Unorthodox esasen hepimizin bildiği Holokost’un büyük travması sonrası anlatıları üzerine inşa edilir. Holokost’a ilk elden toplama kamplarında tanıklık eden veya Holokost’ta hayatını kaybedenler üzerinden açılan bir söylem vardır hikâyede. Tıpkı yazar Feldman’ın yaşamında tecrübe ettiği gibi, dizi de kuşaklar arası açılan yaşamları kristalize ederek Holokost’un özellikle torunlar üzerindeki karmaşık etkilerini gözler önüne serer. Esty hayatı boyunca Holokost’un gölgesinde yaşamaya bir torun olarak mecburdur. New York’ta Almanya’nın günahlarla dolu kocaman bir mezar olduğu ve o topraklara asla ve asla ayak basmaması gerektiği üzerine sıkı sıkıya eğitilir. Esty’nin Berlin’de bir Yahudi olarak yaşamaya karar verip geçmişteki bu tabuyu yıkması, hele hele prestijli bir burs kazanıp Berlin Müzik Konservatuarı’na kabul edilmesi geçmişin hayaletlerine çelme takmaktır.

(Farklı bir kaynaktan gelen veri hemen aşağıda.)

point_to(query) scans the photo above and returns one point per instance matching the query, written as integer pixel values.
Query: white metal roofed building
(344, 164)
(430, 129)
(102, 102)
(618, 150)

Bununla birlikte Unorthodox’un Netflix melodram dizisi özelliklerine biraz olsun yenik düştüğünü söylemeden edemeyiz. Shira Haas’ın performansı ve zorlu sahnelerdeki manevraları oldukça çarpıcı olsa ve seyredenleri duygulandırsa da, kimi sahnelerdeki mecaz kullanımı ve katarsis, soykırım retoriğini ve hayatta kalmayı romantikleştirme eğiliminden kurtulamaz. Örneğin Esty’nin Berlin’e ilk geldiği gün tanıştığı gençlerle birlikte gölde yüzdüğü, suya batıp peruğunu törenle çıkardığı sahne genç kadındaki değişimin habercisiyken, gereğinden fazla mecaza sarılıp Katolik temayülden kopamaz. Ya da Esty’nin, Feldman’ın otobiyografisine kıyasla daha aceleci tonda, Avrupalı beyaz yakışıklı bir konservatuar öğrencisiyle yaşamaya başladığı romantik ilişkisi Hollywood’un mutlu son, tatminkâr son klişesini pekiştirir gibidir. Yine de Unorthodox’un, radikalizm, hayatta kalmanın bedeli ve kadının kendine ait bir yaşam kurması üzerine çok katmanlı bir dil kurduğu aşikâr. Esty’in kendini özgürleştirme kapasitesine ve yolculuğuna kucak açarken onun kaçtığı karanlık dünyayı da benden ırak olsun diye yok saymaz Unorthodox. Aksine her ne kadar karanlık ve baskıcı olursa olsun o dünyanın niçin var olduğunu anlamaya yönelik bir çağrı yapar.